The NetBuoy system is being developed as means of providing low cost buoyancy, typically for use in the wave energy converter (WEC) sector where many devices rely on large, heavy and expensive fabricated steel hulls/structures to absorb the incoming wave energy.
The NetBuoy system is an elegant concept in that it utilises an air pressurised impermeable buoyant pod to provide structural rigidity, which is restrained by a synthetic fibre rope net. This provides a structure that is cheaper to produce than steel equivalents and has additional benefits in terms of ease of transport to site and maintenance. However, there are a number of considerations relating to the performance of the buoy and the containing net. It is important that the net does not damage the buoy (which might lead to loss of buoyancy) as wave action may cause relative movement between net and buoy. Equally, the net must retain integrity so that the buoy does not come free from its tether (creating a shipping hazard and loss of device).

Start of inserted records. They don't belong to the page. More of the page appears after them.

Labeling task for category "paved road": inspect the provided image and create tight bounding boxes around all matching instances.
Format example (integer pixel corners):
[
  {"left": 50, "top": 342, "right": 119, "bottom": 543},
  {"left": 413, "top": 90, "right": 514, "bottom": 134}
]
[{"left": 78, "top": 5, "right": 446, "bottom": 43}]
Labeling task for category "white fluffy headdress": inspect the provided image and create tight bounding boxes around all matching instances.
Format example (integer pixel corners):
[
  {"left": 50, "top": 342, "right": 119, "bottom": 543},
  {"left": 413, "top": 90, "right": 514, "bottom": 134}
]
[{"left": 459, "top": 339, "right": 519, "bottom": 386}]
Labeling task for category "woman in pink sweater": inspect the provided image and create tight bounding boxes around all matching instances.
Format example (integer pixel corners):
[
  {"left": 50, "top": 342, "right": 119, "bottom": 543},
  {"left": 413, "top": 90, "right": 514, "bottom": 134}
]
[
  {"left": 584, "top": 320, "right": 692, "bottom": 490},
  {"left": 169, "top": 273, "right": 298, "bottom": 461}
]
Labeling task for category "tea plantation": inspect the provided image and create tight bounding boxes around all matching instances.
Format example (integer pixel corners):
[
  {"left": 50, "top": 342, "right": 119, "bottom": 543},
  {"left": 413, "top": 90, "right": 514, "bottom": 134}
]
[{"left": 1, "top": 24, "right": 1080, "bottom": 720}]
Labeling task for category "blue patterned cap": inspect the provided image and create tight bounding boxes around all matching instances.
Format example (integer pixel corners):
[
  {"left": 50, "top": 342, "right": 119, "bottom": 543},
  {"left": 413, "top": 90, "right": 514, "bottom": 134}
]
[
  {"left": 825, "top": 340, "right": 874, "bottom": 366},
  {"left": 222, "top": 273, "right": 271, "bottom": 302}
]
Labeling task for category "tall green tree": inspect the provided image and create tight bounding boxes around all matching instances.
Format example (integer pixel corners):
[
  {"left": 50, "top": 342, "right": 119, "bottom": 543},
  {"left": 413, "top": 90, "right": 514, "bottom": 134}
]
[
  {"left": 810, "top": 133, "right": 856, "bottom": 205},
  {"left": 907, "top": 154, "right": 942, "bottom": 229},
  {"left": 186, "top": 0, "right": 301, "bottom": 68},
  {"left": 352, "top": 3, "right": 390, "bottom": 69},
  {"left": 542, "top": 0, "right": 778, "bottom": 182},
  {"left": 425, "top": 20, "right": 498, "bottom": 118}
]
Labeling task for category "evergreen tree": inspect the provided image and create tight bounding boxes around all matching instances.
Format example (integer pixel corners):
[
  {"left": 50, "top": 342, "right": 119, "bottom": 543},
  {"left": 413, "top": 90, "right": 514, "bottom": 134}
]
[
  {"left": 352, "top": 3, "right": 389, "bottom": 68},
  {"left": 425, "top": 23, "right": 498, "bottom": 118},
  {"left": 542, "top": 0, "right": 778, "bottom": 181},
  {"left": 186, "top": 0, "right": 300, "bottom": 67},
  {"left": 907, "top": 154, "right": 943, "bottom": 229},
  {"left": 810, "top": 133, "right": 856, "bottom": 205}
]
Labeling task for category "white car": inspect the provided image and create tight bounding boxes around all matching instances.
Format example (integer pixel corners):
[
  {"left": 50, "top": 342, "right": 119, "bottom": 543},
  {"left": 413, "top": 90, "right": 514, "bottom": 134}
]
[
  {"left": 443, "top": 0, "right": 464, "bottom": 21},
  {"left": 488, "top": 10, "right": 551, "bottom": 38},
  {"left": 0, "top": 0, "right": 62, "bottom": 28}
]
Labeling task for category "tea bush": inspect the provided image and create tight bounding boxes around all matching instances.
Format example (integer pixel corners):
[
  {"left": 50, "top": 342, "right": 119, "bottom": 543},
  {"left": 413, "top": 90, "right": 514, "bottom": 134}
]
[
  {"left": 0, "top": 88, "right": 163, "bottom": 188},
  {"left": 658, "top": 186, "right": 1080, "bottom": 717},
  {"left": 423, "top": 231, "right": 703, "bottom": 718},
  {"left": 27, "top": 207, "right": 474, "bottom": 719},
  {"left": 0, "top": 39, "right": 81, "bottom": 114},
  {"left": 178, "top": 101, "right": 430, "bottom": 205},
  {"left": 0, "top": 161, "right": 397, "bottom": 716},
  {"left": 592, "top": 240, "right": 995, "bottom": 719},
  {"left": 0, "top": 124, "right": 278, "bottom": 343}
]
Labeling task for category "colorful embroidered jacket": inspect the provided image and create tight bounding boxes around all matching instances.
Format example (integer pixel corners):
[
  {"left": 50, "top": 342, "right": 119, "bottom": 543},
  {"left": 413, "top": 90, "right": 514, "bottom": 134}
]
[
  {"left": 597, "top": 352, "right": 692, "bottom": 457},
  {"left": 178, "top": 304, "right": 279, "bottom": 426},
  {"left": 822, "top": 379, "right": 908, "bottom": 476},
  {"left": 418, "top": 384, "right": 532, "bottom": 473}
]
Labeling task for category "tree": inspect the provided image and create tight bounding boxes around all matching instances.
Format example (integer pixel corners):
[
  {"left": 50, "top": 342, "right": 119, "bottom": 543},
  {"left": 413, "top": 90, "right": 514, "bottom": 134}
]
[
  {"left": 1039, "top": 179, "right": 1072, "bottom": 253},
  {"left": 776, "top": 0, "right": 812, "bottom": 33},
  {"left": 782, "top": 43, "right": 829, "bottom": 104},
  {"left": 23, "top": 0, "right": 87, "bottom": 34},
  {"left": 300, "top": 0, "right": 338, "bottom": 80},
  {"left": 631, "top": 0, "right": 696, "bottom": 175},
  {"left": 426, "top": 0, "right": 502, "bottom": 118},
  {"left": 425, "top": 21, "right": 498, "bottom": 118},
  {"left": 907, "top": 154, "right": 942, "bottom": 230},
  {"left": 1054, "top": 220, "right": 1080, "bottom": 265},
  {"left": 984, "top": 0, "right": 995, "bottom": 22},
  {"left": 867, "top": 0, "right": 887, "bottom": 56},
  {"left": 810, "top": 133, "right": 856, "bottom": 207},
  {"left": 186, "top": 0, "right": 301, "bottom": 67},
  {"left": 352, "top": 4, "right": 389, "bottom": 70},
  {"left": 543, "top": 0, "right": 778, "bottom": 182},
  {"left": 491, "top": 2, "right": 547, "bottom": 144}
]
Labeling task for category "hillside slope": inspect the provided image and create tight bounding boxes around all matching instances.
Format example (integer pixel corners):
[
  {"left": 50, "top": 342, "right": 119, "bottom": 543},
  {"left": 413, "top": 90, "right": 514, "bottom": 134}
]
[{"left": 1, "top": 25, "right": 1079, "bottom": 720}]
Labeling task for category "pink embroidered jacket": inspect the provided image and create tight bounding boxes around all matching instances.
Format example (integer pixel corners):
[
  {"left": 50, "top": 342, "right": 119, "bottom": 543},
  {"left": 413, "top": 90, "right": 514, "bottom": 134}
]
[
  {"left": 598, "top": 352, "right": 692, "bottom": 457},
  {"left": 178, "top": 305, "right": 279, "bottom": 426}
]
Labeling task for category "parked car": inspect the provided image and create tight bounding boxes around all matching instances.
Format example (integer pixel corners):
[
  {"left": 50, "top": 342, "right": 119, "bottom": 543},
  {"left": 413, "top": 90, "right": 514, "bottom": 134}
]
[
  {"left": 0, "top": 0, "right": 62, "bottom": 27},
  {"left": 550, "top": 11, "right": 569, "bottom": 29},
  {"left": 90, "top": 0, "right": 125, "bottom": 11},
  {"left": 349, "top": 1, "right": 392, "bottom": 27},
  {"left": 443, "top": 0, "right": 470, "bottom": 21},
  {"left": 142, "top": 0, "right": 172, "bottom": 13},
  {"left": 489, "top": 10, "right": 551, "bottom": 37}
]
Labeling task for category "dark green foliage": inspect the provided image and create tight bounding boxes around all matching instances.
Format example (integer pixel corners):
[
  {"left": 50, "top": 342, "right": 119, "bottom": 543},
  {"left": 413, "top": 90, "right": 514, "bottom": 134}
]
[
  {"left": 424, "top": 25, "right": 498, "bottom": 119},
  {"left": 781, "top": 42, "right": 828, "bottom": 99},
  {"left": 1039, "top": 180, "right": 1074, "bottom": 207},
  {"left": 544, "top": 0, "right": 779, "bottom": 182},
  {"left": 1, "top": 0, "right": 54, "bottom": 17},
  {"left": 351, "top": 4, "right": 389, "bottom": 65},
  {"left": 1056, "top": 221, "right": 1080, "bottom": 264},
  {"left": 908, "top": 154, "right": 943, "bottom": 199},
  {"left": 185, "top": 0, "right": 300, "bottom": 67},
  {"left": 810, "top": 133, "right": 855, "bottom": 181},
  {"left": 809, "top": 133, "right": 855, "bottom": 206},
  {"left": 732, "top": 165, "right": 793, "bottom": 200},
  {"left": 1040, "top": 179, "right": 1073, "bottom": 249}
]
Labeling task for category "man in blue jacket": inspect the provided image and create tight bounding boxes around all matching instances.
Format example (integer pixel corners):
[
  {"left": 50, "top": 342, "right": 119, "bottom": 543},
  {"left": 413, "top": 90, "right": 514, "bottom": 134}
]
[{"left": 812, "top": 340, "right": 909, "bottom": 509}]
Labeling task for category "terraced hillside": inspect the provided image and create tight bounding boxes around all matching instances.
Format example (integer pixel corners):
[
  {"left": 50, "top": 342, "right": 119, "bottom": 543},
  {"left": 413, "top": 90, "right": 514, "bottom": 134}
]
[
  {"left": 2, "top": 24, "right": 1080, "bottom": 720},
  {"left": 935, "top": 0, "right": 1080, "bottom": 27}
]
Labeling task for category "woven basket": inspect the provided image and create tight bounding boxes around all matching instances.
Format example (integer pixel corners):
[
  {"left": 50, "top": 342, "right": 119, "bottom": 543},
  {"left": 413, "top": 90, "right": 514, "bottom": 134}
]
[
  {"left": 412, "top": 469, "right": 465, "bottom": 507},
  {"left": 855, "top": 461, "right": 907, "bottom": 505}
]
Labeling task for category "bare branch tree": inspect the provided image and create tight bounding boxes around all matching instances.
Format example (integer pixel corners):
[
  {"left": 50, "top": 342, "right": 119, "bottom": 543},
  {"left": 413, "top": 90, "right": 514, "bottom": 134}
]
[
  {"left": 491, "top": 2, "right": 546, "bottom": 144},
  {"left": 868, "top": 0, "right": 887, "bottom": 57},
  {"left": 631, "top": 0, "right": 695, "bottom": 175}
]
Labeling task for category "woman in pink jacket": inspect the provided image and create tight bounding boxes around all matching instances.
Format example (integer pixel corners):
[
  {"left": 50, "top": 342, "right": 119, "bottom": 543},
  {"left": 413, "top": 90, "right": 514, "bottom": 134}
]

This paper describes a novel test method developed to investigate the performance of a range of impermeable elastomer membranes (buoy materials) when abraded against a polyester fibre rope. It discusses the methodology of the tests and provides results of testing on a number of elastomer membrane materials, considering both wear volumes and measurement of friction between the rope and the membrane material as a means of assessing performance. Of the five materials assessed, a clear ranking of abrasive resistance in the elastomers was found on test with EPDM and Neoprene being clearly better than all other materials. Natural rubber performed well, whilst Hypalon and Nitrile were found to be least resistant to abrasion from the rope. In all tests the rope was largely unaffected by the abrasion.